OpenACC runtime timings

Here’s (a cutdown example illustrating) something I came across today that has me perplexed.

I was checking the timings of two kernels that should have done the same amount of work and thus had very similar timings when I noticed a discrepancy. Further investigation led me to the data copies and the following.
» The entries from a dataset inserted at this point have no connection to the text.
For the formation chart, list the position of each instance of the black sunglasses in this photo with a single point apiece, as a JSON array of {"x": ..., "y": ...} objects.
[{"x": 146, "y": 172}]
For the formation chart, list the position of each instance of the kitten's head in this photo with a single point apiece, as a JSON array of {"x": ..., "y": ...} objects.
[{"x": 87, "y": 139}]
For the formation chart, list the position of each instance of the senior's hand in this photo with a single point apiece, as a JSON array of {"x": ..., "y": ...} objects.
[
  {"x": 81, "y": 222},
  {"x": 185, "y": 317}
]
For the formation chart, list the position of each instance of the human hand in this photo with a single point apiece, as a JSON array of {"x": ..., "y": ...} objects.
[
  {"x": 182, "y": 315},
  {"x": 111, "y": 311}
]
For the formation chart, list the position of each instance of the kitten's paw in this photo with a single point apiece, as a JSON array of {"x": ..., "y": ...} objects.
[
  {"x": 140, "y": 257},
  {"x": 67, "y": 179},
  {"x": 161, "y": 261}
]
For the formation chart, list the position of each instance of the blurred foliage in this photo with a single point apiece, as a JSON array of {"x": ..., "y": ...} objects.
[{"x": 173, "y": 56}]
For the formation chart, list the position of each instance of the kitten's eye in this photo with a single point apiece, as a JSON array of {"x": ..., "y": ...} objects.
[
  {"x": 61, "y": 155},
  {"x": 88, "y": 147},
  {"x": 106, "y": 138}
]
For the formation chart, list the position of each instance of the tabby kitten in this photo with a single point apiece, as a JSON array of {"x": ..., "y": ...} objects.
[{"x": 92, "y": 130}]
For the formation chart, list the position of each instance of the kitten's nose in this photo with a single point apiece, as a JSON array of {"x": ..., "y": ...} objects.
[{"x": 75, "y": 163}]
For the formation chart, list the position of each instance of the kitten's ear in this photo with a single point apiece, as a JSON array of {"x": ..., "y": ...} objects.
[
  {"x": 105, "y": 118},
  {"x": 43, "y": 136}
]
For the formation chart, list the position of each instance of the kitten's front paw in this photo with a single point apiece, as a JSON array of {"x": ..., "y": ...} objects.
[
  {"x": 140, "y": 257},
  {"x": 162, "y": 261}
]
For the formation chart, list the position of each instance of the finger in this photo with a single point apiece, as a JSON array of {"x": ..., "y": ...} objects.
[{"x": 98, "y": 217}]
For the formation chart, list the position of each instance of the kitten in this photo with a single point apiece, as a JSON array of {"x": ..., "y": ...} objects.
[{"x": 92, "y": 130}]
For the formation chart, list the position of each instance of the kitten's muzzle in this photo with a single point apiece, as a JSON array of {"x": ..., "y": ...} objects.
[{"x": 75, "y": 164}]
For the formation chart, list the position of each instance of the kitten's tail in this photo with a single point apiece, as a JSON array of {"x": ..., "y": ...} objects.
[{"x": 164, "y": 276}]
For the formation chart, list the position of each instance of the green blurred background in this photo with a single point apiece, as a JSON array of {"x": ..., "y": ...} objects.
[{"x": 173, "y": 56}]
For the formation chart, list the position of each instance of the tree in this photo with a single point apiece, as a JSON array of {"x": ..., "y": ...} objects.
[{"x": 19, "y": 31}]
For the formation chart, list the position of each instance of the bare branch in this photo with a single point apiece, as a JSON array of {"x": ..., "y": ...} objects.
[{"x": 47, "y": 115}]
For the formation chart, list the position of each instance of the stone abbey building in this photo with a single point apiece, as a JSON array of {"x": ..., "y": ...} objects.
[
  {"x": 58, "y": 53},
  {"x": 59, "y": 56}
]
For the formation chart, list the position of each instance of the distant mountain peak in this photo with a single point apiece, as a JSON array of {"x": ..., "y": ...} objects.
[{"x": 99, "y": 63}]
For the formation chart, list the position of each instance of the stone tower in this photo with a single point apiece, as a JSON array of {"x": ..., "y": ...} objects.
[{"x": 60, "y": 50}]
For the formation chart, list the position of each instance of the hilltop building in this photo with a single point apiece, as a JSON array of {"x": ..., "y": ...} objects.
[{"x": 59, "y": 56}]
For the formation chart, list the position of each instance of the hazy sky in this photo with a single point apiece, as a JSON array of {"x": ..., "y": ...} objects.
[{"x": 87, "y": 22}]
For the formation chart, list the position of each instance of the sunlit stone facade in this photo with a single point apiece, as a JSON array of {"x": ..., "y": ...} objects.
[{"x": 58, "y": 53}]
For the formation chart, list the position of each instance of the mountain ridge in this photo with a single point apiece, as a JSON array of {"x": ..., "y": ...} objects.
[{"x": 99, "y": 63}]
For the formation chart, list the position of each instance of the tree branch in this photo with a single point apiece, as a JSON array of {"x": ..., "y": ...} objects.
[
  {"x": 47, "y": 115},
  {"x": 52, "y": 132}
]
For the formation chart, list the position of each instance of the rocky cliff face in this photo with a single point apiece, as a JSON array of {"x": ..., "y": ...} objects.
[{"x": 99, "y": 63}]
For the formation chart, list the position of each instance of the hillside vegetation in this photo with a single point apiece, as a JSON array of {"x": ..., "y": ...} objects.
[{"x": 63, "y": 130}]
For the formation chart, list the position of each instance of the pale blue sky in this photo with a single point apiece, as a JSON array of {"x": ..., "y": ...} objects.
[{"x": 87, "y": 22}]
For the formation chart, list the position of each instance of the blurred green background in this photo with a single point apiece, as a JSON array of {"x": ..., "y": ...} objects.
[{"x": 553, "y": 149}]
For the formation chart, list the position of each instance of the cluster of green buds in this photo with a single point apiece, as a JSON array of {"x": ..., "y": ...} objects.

  acc_init(acc_device_nvidia);

  for (i=0;i<n;i++){
    A[i] = rand();
    B[i] = rand();
  }

  t_start = omp_get_wtime();
#pragma acc data copy(B[0:n])
  {
  }
  t_end = omp_get_wtime();


  t1 = t_end - t_start;


  t_start = omp_get_wtime();
#pragma acc data copy(A[0:n])
  {
  }
  t_end = omp_get_wtime();


  t2 = t_end-t_start;

A and B are 1D arrays of size n ints and n is large ( eg 536870912 ). I’m using the OpenMP timer routines as I need to report some timings in the code and I’ve found this method to produce results very similar to that which I get from using the run-time timers (PGI_ACC_TIME’s output).

The card is a Tesla C2050 running on a backend system with a job launcher and in exclusive mode so I’m fairly sure I’m not getting interference from other jobs. I’m using PGI v12.6.

The output I get is:

  main
    52: region entered 1 time
        time(us): total=280,143
                  data=278,501
/home/gd11/gd11/njohnso1/iftime.c
  main
    42: region entered 1 time
        time(us): total=320,320
                  data=279,764
acc_init.c
  acc_init
    38: region entered 1 time
        time(us): init=5,136,287

The question is, why do I get an additional ~40ms expended in the loop at 42 cf the loop at 52? I can understand the difference in the data copy time as noise in the system but I’d expect not to find any noise in the region time and for it to be pretty close to the data copy time, give or take a fixed region time overhead. I should note that on occasion I do get the values to fall roughly in line but this is the exception rather than the rule.

Cheers,
-Nick.

Hi Nick,

Total time is measured from the host side while data transfer time is measured from the device. Hence, the extra time is occurring on the host. Though, I can only speculate the exact reason for the increased time. Some possible reasons:

Device to host transfers require use of pined memory and thus a host to host copy needs to be performed (virtual memory to pinned physical memory). The OS may need to reap this memory before getting the second array.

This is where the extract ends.